Rapid sequence induction with thiopental 250 mg, fentanyl 100 μg, and suxamethonium 50 mg was selected. The trachea was easily intubated. General anesthesia was maintained with 65% nitrous oxide and 1.0% sevoflurane until delivery. Though fluid-warming devices and a forced-air warmer were prepared, patient rectal temperature dropped to 34.8 °C after induction. A female infant of 2773 g with good APGAR scores (8 and 9 at 1 and 5 min, respectively) was delivered 7 min after anesthesia induction. The mother showed hypoglycemia of 65 mg/dL, which was corrected by 10 g of dextrose. Despite appropriate uterine contraction, additional transfusion was required to maintain hemostasis during the operation. Four units of packed red blood cell (RBC), 5 bags of cryoprecipitate, 10 units of PC, and 800 mL normal saline were administered on the intraoperative anesthesiologist’s decision. Estimated blood loss, ascites, amniotic fluid, and urine output were 2020 mL, 300 mL, 450 mL, and 650 mL, respectively. The total duration of surgery was 69 min, and anesthesia time was 81 min. Prolonged hypothermia was recorded as her rectal temperature had dropped to 34.3 °C by the end of the surgery.

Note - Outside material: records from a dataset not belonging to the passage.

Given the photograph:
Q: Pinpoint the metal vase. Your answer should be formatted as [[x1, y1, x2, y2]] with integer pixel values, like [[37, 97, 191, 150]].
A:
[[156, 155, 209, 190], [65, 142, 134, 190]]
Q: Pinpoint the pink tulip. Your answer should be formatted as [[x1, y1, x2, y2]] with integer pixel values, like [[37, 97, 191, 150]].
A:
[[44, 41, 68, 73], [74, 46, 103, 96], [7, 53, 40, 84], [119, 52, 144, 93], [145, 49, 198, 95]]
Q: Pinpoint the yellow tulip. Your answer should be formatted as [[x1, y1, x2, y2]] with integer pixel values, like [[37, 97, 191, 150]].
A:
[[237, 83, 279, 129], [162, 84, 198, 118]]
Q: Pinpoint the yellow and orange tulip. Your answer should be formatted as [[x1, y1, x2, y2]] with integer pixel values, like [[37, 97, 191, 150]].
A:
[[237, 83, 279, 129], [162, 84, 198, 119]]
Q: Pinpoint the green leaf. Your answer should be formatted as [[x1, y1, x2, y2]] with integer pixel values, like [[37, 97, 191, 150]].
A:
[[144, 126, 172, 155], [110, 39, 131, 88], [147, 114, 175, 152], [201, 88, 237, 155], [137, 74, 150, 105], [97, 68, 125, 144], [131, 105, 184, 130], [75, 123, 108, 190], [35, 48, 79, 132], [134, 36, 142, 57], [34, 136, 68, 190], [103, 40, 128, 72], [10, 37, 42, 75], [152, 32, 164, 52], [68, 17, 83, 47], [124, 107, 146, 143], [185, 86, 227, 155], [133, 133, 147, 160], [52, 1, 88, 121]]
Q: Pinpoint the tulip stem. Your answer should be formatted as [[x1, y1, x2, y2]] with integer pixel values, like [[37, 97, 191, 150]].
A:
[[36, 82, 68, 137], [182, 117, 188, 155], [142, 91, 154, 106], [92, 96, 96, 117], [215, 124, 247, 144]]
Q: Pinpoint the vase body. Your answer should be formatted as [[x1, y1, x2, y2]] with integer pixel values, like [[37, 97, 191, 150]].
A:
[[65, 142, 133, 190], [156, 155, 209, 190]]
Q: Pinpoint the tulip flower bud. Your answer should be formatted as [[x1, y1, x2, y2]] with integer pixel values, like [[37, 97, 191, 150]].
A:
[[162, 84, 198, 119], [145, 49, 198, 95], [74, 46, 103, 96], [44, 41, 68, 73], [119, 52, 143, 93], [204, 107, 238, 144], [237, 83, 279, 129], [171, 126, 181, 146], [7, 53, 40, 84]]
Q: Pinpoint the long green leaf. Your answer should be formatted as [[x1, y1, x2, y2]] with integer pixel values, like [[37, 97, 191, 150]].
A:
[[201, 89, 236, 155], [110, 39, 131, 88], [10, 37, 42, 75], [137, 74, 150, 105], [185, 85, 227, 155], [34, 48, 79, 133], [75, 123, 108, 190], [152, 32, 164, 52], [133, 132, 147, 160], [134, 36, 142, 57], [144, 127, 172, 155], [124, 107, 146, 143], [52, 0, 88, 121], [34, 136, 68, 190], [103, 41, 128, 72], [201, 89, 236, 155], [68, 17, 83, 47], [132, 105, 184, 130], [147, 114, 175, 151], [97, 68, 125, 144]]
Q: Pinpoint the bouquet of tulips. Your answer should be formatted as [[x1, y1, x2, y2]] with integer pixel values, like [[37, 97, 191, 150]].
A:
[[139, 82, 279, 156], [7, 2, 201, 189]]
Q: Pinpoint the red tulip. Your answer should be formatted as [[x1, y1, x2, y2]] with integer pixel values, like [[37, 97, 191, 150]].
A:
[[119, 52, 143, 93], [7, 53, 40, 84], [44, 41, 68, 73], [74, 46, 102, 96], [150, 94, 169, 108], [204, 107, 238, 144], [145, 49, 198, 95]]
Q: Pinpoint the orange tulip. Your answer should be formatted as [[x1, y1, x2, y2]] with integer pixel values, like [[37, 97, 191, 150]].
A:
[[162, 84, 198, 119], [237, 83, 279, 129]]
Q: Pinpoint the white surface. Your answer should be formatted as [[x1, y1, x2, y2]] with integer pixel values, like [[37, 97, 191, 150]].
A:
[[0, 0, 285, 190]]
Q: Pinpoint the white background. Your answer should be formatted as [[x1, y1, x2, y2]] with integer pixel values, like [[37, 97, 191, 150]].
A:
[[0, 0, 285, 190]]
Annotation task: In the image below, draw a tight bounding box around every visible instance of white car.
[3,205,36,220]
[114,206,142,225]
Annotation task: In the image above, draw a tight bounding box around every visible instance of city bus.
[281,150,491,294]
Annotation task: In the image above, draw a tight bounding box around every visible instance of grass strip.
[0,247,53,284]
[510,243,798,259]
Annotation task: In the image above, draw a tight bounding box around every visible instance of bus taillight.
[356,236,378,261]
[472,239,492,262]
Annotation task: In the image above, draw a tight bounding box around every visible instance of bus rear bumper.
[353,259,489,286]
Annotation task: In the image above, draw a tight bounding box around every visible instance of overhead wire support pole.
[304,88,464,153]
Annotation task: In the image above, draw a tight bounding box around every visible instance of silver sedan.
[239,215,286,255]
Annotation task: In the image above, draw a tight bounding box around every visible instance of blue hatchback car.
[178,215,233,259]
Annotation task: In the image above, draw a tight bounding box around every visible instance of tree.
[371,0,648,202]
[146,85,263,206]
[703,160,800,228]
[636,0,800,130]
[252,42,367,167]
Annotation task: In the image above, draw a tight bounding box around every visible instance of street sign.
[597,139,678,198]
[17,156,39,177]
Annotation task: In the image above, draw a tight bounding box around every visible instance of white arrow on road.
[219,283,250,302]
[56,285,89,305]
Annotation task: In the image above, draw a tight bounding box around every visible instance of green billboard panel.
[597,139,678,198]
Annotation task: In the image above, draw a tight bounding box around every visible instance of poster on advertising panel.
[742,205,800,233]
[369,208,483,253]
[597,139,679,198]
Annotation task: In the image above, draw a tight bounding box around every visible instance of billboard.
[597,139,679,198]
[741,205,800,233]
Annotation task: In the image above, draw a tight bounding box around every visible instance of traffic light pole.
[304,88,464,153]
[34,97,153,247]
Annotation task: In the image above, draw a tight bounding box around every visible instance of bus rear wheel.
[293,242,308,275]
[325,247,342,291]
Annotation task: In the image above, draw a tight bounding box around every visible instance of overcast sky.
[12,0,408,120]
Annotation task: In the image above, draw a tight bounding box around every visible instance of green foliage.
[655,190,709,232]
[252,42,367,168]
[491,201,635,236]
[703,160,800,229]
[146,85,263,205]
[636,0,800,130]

After cesarean section, the patient was transferred to the intensive care unit (ICU) with tracheal intubation. Vaginal hemorrhage persisted for 12 h, despite transfusion of 18 units of packed RBCs 16 units of FFP and 10 units of PC. Eventually, active hemorrhage was controlled by uterine artery embolization. She was extubated on postoperative day (POD) 2 and was well orientated with stable vital status. At one point, liver transplantation was planned, due to that the Model for End-stage Liver Damage score for acute disseminated intravascular coagulation (DIC) and liver dysfunction [8] on POD 4 was 24 points; however, 4 days of therapeutic plasma exchange (POD 3–6) and 6 days of hemodiafiltration (POD 3–8) were highly effective. Glycerin fructose was used for 9 days (on POD 2–10) because of cerebral edema, but she showed no neurological sequelae. Neither infection, sepsis, major respiratory complications, nor pancreatitis was remarked. Liver biopsy was not performed in consideration of coagulopathy. The patient was discharged from ICU and hospital on POD 13 and 64, respectively. HB virus vaccination and HB immunoglobulin given at birth prevented vertical transmission of HB, and the infant did not show any developmental delay. The infant was discharged from the hospital on postpartum day 12. For 1-year follow-up after discharge, ALT level of the patient has been kept in normal range and her HBV-DNA level as less than 3.0 Logcopies/mL (Table 1).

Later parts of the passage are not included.